新生児集中治療室でSerratia marcescensによる3回連続したアウトブレイク

Fleisch, F., Zimmermann-Baer, U., Zbinden, R., et al.
Three Consecutive Outbreaks of Serratia marcescens in a Neonatal Intensive Care Unit.
Clin. Infect. Dis., 34:767-773, 2002.

Serratia marcescens(S. m)は重大な病院感染の原因菌として、特に新生児集中治療室(NICU)では、新生児の重症感染罹患率と死亡率に深く関わっている。今回、第三次医療チューリッヒ大学病院のNICUから同小児病院に転院した患児のS. m感染によるアウトブレイクについて報告する。

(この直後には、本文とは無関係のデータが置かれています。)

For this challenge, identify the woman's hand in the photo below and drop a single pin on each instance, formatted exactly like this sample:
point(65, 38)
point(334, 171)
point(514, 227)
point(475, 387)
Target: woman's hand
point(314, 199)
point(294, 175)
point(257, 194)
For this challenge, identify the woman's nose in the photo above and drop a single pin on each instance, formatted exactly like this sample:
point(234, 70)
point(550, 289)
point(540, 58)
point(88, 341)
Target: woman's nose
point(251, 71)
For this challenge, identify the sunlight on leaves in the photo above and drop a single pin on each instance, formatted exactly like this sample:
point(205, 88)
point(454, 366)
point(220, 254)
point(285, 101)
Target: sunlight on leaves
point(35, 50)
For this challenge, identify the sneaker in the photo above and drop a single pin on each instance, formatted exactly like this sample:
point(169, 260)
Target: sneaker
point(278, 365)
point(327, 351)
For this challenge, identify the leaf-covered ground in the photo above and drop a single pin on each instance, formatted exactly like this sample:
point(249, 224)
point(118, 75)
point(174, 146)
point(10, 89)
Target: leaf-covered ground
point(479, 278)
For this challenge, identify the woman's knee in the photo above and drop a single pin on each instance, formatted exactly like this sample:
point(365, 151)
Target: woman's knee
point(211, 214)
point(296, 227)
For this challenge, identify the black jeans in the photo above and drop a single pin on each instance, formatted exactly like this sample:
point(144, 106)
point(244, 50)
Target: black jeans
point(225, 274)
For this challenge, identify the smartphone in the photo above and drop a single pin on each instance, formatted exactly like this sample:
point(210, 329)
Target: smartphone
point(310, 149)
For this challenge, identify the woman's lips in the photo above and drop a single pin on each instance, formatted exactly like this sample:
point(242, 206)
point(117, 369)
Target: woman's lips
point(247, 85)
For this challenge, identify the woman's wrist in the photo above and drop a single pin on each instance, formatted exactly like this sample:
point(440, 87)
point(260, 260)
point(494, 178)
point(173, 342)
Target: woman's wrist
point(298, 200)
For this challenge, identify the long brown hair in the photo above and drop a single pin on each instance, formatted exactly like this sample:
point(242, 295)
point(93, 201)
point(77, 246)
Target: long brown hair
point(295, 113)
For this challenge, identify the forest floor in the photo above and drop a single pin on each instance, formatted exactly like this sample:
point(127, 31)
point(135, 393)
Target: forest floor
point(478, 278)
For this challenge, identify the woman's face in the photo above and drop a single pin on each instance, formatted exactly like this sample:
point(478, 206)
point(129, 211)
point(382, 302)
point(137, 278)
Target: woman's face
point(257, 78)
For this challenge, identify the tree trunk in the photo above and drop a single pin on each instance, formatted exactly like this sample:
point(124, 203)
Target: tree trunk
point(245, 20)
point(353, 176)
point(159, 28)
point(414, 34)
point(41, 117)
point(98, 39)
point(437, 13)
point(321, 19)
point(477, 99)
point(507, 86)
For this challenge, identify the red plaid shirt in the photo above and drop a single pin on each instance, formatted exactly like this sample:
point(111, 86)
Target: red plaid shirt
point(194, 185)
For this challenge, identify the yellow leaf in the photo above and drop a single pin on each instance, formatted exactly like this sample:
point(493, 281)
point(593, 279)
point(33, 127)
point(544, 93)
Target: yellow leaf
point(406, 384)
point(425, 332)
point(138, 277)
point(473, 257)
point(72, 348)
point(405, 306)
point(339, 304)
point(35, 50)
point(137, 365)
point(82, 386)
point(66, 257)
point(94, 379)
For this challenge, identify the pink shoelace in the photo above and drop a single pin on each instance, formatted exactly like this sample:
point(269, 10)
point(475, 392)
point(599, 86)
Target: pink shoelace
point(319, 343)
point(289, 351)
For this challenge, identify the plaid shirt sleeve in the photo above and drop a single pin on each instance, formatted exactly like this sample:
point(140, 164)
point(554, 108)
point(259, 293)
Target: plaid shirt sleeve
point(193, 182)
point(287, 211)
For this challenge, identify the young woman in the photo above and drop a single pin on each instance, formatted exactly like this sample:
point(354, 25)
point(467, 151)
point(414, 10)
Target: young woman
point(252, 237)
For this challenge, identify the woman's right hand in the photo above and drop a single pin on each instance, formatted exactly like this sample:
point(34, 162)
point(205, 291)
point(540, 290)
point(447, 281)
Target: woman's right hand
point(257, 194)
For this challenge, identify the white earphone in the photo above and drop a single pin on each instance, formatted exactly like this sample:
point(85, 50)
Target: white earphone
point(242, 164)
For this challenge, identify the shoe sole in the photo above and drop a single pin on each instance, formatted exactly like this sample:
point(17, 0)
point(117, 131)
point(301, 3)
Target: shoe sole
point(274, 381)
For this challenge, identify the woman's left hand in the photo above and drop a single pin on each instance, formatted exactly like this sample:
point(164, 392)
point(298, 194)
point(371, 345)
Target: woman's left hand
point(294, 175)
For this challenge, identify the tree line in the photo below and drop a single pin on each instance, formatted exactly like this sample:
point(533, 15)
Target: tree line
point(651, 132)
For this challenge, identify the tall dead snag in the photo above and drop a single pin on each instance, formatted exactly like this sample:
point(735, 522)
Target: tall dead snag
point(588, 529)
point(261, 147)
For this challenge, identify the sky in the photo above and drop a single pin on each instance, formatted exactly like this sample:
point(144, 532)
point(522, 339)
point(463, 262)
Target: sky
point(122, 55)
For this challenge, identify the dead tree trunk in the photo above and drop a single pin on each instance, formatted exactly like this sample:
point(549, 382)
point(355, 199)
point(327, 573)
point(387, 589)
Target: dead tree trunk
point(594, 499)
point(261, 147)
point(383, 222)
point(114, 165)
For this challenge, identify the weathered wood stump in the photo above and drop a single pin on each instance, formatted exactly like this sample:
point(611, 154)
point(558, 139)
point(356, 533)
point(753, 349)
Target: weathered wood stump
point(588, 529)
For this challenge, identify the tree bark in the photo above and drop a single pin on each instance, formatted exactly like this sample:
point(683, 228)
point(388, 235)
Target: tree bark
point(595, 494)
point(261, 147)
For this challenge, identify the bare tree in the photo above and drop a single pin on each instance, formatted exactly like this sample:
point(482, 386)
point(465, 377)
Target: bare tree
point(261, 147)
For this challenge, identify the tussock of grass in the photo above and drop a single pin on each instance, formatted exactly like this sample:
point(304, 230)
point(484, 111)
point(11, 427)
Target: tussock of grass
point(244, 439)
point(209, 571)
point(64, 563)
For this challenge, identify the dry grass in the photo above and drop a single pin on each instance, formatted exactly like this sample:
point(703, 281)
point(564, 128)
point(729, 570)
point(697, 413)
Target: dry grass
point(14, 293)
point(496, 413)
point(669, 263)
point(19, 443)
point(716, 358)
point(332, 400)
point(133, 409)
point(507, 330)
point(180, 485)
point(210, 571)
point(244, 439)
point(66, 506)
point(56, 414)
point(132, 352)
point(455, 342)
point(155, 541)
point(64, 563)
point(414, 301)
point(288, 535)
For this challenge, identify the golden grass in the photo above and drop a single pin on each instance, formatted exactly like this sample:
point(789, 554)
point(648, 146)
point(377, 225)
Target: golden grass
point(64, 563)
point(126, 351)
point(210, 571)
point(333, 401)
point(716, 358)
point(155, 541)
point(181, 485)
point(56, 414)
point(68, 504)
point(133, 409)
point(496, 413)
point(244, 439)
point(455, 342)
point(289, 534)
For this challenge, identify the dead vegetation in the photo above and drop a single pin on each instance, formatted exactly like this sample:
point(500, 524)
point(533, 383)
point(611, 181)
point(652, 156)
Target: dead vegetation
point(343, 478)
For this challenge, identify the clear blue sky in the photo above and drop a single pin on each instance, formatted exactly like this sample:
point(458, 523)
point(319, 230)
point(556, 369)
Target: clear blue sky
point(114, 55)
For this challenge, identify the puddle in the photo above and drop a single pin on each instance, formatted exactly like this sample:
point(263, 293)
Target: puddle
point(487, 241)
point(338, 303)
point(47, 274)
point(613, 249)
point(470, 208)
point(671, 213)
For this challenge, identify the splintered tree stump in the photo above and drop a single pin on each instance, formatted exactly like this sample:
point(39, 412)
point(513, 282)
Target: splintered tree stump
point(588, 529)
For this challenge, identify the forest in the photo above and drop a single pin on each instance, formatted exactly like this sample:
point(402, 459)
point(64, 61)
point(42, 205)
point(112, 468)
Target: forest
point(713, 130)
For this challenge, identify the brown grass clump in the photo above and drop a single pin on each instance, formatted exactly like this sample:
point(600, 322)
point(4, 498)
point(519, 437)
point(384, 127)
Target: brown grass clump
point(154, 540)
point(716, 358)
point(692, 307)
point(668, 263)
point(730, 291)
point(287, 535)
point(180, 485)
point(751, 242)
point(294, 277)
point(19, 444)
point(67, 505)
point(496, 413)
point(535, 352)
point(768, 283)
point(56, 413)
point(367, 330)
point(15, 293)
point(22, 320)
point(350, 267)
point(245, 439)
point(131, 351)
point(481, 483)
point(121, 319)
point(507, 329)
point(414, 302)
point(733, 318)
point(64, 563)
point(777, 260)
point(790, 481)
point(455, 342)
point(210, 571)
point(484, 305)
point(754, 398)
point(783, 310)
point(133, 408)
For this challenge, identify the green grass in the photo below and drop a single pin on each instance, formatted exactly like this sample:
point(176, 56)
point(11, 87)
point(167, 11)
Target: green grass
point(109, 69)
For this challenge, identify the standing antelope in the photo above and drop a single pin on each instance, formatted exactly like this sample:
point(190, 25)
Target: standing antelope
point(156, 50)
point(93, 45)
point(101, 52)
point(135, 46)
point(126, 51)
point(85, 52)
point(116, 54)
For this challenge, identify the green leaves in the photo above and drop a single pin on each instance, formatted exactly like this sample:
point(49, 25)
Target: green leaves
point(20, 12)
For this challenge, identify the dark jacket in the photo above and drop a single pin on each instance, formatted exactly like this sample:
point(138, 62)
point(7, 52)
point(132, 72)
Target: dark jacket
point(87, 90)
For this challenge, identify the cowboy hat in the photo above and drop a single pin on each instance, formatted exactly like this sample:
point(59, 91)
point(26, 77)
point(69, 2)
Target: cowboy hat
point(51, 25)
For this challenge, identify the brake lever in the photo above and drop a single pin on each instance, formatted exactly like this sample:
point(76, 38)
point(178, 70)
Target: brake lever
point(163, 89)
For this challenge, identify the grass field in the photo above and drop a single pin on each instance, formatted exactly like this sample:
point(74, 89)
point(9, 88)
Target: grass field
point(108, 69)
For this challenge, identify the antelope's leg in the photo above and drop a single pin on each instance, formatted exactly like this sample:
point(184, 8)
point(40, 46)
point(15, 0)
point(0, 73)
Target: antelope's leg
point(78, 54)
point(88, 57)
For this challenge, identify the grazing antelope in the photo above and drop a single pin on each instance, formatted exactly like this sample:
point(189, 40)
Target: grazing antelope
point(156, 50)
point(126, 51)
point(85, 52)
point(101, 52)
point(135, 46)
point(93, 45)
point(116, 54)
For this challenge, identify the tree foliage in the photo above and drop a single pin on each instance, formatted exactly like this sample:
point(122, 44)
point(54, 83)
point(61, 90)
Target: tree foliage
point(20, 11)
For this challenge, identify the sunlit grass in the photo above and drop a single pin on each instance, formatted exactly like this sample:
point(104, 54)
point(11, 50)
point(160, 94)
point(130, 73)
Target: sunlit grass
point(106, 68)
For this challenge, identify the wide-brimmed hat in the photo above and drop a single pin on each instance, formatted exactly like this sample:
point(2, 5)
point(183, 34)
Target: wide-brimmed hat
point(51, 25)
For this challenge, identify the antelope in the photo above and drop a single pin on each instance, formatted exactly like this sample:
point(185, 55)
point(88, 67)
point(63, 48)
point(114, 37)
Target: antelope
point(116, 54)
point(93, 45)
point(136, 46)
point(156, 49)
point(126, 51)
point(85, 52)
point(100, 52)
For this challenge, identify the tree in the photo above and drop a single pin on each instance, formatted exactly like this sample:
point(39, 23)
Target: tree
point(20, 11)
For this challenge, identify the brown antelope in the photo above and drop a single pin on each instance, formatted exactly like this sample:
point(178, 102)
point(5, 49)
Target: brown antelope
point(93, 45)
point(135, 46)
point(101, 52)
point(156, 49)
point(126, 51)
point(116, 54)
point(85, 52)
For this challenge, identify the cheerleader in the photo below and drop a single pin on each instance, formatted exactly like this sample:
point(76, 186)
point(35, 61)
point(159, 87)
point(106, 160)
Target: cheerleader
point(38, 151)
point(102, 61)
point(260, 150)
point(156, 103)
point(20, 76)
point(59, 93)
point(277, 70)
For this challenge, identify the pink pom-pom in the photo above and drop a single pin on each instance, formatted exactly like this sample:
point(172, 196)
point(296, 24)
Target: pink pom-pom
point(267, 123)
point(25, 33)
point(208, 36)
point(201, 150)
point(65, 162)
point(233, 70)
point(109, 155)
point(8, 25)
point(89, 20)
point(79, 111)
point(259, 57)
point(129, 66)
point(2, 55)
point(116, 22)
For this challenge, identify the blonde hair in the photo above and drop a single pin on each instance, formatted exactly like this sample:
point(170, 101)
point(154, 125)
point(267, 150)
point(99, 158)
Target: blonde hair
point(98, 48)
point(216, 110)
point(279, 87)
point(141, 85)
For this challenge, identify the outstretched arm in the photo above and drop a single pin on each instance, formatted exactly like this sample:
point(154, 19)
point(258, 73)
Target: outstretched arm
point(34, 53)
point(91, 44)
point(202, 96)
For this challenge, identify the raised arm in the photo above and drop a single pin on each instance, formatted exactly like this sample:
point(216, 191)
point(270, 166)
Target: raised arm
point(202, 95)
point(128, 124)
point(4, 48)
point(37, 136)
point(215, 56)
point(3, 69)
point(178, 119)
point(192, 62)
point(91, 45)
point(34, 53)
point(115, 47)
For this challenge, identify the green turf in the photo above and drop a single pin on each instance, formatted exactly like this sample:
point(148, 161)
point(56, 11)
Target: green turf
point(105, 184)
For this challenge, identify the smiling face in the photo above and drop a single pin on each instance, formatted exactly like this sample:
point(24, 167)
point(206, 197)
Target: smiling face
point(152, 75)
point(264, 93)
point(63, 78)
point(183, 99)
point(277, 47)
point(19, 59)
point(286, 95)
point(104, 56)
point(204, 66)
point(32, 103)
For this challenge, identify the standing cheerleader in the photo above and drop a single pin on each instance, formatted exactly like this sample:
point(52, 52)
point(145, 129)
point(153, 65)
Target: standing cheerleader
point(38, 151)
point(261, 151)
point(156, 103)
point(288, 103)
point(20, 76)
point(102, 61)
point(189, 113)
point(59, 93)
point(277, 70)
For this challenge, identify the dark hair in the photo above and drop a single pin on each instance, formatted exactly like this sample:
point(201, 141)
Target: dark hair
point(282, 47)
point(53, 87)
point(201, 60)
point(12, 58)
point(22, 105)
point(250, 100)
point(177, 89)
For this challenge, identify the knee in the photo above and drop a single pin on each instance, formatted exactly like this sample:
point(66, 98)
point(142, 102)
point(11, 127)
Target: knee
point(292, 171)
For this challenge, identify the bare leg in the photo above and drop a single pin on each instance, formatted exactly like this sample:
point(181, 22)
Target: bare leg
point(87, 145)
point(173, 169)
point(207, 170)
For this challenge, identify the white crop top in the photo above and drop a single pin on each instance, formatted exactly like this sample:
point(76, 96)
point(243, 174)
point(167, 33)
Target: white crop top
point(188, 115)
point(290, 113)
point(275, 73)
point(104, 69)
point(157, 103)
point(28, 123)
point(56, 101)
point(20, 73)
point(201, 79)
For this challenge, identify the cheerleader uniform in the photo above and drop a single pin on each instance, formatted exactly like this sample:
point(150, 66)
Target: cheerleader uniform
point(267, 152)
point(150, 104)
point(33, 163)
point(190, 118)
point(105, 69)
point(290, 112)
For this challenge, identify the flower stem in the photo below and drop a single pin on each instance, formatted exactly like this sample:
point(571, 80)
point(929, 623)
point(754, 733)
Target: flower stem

1998年4月~1999年5月の間に4名の患児にS. m感染が発生した。PFGE法によるDNAタイピングでは、同一株を示した(A株)。1998年1月~1999年5月の間にNICUに入院した新生児のカルテを調査したところ、19名の28臨床材料からS. mが分離されていた。1999年7月に調べた新生児の便への保菌は、20名中11名(55%)であった。

環境調査ではテオフィリン水溶液の瓶、ミルク調製キッチンの流し場などからS. mが分離された。これら分離されたS. mは、4名の新生児からのS. mと同一パターンであった。感染対策がとられたが、1999年11月にさらに4名が保菌者となった。

1999年12月~2000年1月に調べた便と胃吸引サンプルから51名中18名(35%)が保菌者と判明し、その18名中17名(94%)がNICUへ入院していた。この分離菌パターンはA型と異なりB株と名付けた。ミルクキッチンが発生原因と考えられ、2000年6月にミルクサンプルを培養した結果、 19中6サンプル(31.6 %)にS. mが見つかり、そのパターンからC株と名付けた。

対策としてミルク瓶の消毒は中央滅菌室へ委ねられ、アルコールによる手指消毒の教育がなされた。2000年10月に調べた新生児19名からS. mは検出されず、2001年1月に調べた10名も陰性であった。今回の異なる時期に、3回連続して生じたアウトブレイクは、遺伝子学的に関連性のない異なったタイプのS. mであり、感染は汚染したミルクが原因であることが判明した。